Senate Judiciary Chairman Chuck Grassley has already made up his mind about considering a Supreme Court nominee in 2020.
Merrick Garland looms in Grassley’s memory and the promise he made not to hold hearings for a Supreme Court nominee if a vacancy occurred in the final year of President Donald Trump’s term in office.
The Iowa Republican spoke with Fox News’ Martha MacCallum Tuesday, reflecting on Garland, former President Barack Obama’s Supreme Court nominee in 2016 following the death of Justice Antonin Scalia. Senate Republicans refused to hold hearings on Garland because of the upcoming elections that year.
“Merrick Garland is someone that a lot of people point to as the beginning of the most recent poisoning of this process,” MacCallum said. “If there is an opening on the court in the election year, in 2020, do you believe that the Senate should take up a nomination during that period?”
“If I’m chairman, they won’t take it up, no, because I pledged that in 2016, that if the ball is the same as it is — now if someone else is chairman of the committee, they’ll have to decide for themselves. But that’s a decision I made a long time ago,” Grassley replied.

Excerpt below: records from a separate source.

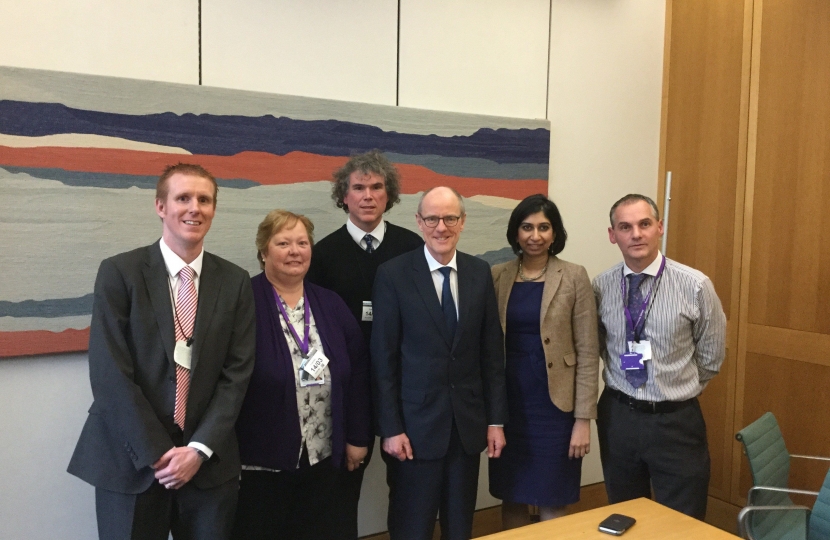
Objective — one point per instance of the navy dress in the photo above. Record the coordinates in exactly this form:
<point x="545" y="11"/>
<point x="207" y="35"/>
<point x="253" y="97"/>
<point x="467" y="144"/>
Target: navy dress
<point x="534" y="467"/>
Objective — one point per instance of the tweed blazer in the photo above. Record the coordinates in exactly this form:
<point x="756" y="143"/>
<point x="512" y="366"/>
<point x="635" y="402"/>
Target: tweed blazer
<point x="568" y="323"/>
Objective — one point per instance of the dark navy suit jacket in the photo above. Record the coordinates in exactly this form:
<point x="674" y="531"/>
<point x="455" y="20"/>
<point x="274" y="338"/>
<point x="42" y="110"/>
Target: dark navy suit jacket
<point x="422" y="380"/>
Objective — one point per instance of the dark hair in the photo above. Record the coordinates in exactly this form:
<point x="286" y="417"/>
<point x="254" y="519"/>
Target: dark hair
<point x="190" y="169"/>
<point x="531" y="205"/>
<point x="632" y="198"/>
<point x="371" y="162"/>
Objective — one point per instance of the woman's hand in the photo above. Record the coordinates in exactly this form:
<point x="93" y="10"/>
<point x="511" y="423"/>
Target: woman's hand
<point x="355" y="456"/>
<point x="580" y="439"/>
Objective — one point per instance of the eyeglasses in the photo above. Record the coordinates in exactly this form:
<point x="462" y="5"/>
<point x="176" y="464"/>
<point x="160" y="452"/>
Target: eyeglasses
<point x="432" y="221"/>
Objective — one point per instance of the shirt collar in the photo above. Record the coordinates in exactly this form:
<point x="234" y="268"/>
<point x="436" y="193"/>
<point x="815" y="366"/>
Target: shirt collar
<point x="174" y="263"/>
<point x="435" y="265"/>
<point x="650" y="270"/>
<point x="357" y="233"/>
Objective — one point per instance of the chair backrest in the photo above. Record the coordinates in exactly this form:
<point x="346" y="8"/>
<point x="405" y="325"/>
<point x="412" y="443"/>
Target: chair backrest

Senate Majority Leader Mitch McConnell has a completely different view, however, telling Chris Wallace on Fox News Sunday that if a Supreme Court vacancy opened up in 2020, he would still consider holding hearings.
“We didn’t attack Merrick Garland’s background and try to destroy him, we didn’t go on a search and destroy mission,” he said, contrasting Obama’s pick with the way then-Supreme Court nominee Brett Kavanaugh was treated.
“We simply followed the tradition in America which is that if you have a party of a different– a senate of a different party than the president you don’t fill a vacancy created in a presidential year,” he said. “That went all the way back to 1888.”